Import and process antimicrobial phenotype data from common sources

This function imports an antibiotic susceptibility testing datasets in formats exported by EBI, NCBI, WHOnet and several automated AST instruments (Vitek, Microscan, Sensititre, Phoenix). It optionally can use the AMR package to interpret susceptibility phenotype (SIR) based on EUCAST or CLSI guidelines (human breakpoints and/or ECOFF).

Usage

import_pheno(
  input,
  format = "ebi",
  interpret_eucast = FALSE,
  interpret_clsi = FALSE,
  interpret_ecoff = FALSE,
  ...
)

Arguments

input

A string representing a dataframe, or a path to an input file, containing the phenotype data in a supported format. These files may be downloaded from public sources such as the EBI AMR web browser, EBI FTP site, or NCBI browser, or using the functions download_ebi(), download_ncbi_pheno(), or query_ncbi_bq_geno(); or the files may be exported from supported AST instruments.

format

A string indicating the format of the data: "ebi" (default), "ebi_web", "ebi_ftp", "ncbi", "ncbi_biosample", "vitek", "microscan", "phoenix", "sensititre", or "whonet". This determines which importer function the data is passed on to for processing (see below).

interpret_eucast

A logical value (default is FALSE). If TRUE, the function will interpret the susceptibility phenotype (SIR) for each row based on the MIC or disk diffusion values, against EUCAST human breakpoints. These will be reported in a new column pheno_eucast, of class 'sir'.

interpret_clsi

A logical value (default is FALSE). If TRUE, the function will interpret the susceptibility phenotype (SIR) for each row based on the MIC or disk diffusion values, against CLSI human breakpoints. These will be reported in a new column pheno_clsi, of class 'sir'.

interpret_ecoff

A logical value (default is FALSE). If TRUE, the function will interpret the wildtype vs nonwildtype status for each row based on the MIC or disk diffusion values, against epidemiological cut-off (ECOFF) values. These will be reported in a new column ecoff, of class 'sir' and coded as NWT (nonwildtype) or WT (wildtype).

...

Format-specific arguments.

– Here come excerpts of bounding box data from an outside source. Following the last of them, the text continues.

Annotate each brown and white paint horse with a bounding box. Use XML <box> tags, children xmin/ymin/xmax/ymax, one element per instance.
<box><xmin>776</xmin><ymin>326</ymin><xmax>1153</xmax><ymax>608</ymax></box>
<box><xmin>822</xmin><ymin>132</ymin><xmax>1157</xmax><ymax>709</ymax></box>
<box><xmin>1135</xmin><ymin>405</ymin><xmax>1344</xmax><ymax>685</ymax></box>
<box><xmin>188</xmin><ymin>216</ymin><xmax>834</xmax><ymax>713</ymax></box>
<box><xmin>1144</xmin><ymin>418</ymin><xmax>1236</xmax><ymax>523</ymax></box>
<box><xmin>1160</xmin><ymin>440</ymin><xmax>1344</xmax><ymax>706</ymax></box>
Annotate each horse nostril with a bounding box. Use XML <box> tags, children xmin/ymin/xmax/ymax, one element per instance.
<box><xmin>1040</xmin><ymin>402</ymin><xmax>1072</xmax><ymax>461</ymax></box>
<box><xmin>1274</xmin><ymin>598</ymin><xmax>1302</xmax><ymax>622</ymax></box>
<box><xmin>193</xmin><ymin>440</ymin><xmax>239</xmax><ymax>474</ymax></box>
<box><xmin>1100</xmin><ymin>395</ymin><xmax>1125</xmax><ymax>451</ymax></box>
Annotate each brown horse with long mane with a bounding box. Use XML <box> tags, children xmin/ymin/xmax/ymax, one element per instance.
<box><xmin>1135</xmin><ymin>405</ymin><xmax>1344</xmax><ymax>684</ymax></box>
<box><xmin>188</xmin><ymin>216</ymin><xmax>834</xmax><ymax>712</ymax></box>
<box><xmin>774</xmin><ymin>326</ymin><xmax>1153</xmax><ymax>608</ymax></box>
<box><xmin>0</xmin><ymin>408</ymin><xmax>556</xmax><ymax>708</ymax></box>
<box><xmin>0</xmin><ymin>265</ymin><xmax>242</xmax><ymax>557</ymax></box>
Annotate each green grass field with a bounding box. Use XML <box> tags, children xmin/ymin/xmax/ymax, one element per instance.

See

"ebi" : import_ebi_pheno()
"ebi_web" : import_ebi_pheno()
"ebi_ftp" :import_ebi_pheno_ftp()
"ncbi" : import_ncbi_pheno()
"ncbi_biosample" : import_ncbi_biosample()
"vitek" : import_vitek_pheno()
"microscan" : import_microscan_pheno()
"sensititre" : import_sensititre_pheno()
"phoenix" : import_phoenix_pheno()
"whonet" : import_whonet_pheno()

Value

A data frame with the processed AST data, including additional columns:

id: The sample identifier (character).
spp_pheno: The species phenotype, formatted using the AMR::as.mo() function (class mo).
drug: The antibiotic used in the test, formatted using the AMR::as.ab() function (class ab).
mic: The minimum inhibitory concentration (MIC) value, formatted using the AMR::as.mic() function (class mic).
disk: The disk diffusion measurement (in mm), formatted using the AMR::as.disk() function (class disk).
method: The AST method (e.g., "broth dilution", "disk diffusion", "Etest", "agar dilution"). Expected values are based on the NCBI/EBI antibiogram specification (character).
platform: The AST platform/instrument (e.g., "Vitek", "Phoenix", "Sensititre") (character).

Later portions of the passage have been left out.